Il faut également réinterroger la fonction d'un Amazon — dont la valeur ajoutée réside en la possibilité d'une consommation compulsive, immédiate, facile d'accès, et à faible coût puisque les coûts environnementaux induits ne sont pas payés a priori par celui qui consomme — pour penser une consommation qui s’inscrit dans le temps long, et échappe ainsi plus facilement à la propagande et au remplacement. On pourra citer des initiatives comme celle de Label Emmaüs sur ce terrain en France.

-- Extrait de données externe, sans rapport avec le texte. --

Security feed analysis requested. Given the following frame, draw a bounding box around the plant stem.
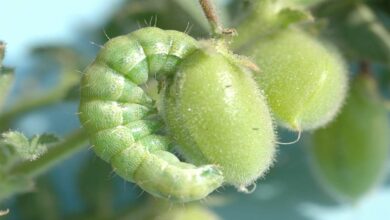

Informatique libre (faire en commun)
La culture libre est une condition nécessaire pour sortir d'une société numérique dirigée par les ingénieurs, en ce sens qu'elle permet la mise en commun. Le terme de convivialité se décline ici au sens de bien vivre ensemble, de faire ensemble.
C'est typiquement le modèle de Wikipédia, commun mondialement utilisé, techniquement simple, financé par les dons de ses utilisateurs.
Il existe aujourd'hui des logiciels et matériels sous licence libre :
que l'on peut connaître,
que l'on peut adapter,
que l'on peut réparer.
Si chacun n'a pas la compétence nécessaire pour réaliser ces opérations lui-même, il est autorisé à trouver d'autres personnes avec qui il peut s'allier pour le faire. Cette condition de possibilité permet de faire émerger des communautés d'intérêt qui peuvent se poser en alternatives aux offres propriétaires et standardisées.
Littératie numérique (savoir-faire)
Le terme de convivialité dans le domaine de l'informatique a usuellement le sens de « facile à utiliser sans se poser de question ». Apple est un des emblèmes de cette acception, avec des machines intégrées, faciles à utiliser. Des alternatives, comme Fairphone ou Raspberry, proposent au contraire des solutions modulaires, à bricoler. Côté logiciel, Linux est une alternative ouverte à Microsoft Windows.
Ces solutions paraissent plus difficiles d'accès à des utilisateurs privés de connaissances informatiques. Leur adoption suppose donc le développement d'une littératie numérique, qui permet de sortir de l'informatique magique et de reprendre du pouvoir aux ingénieurs.
Le projet librecours.net auquel nous participons vise à développer des formations au numérique sur le modèle de l'éducation populaire pour se doter des moyens de comprendre comment cela fonctionne, participer aux choix, retrouver confiance en la machine et en soi, pour la faire fonctionner selon ses besoins, tels qu'on les construit et non tels qu'ils sont construits pour nous par d'autres.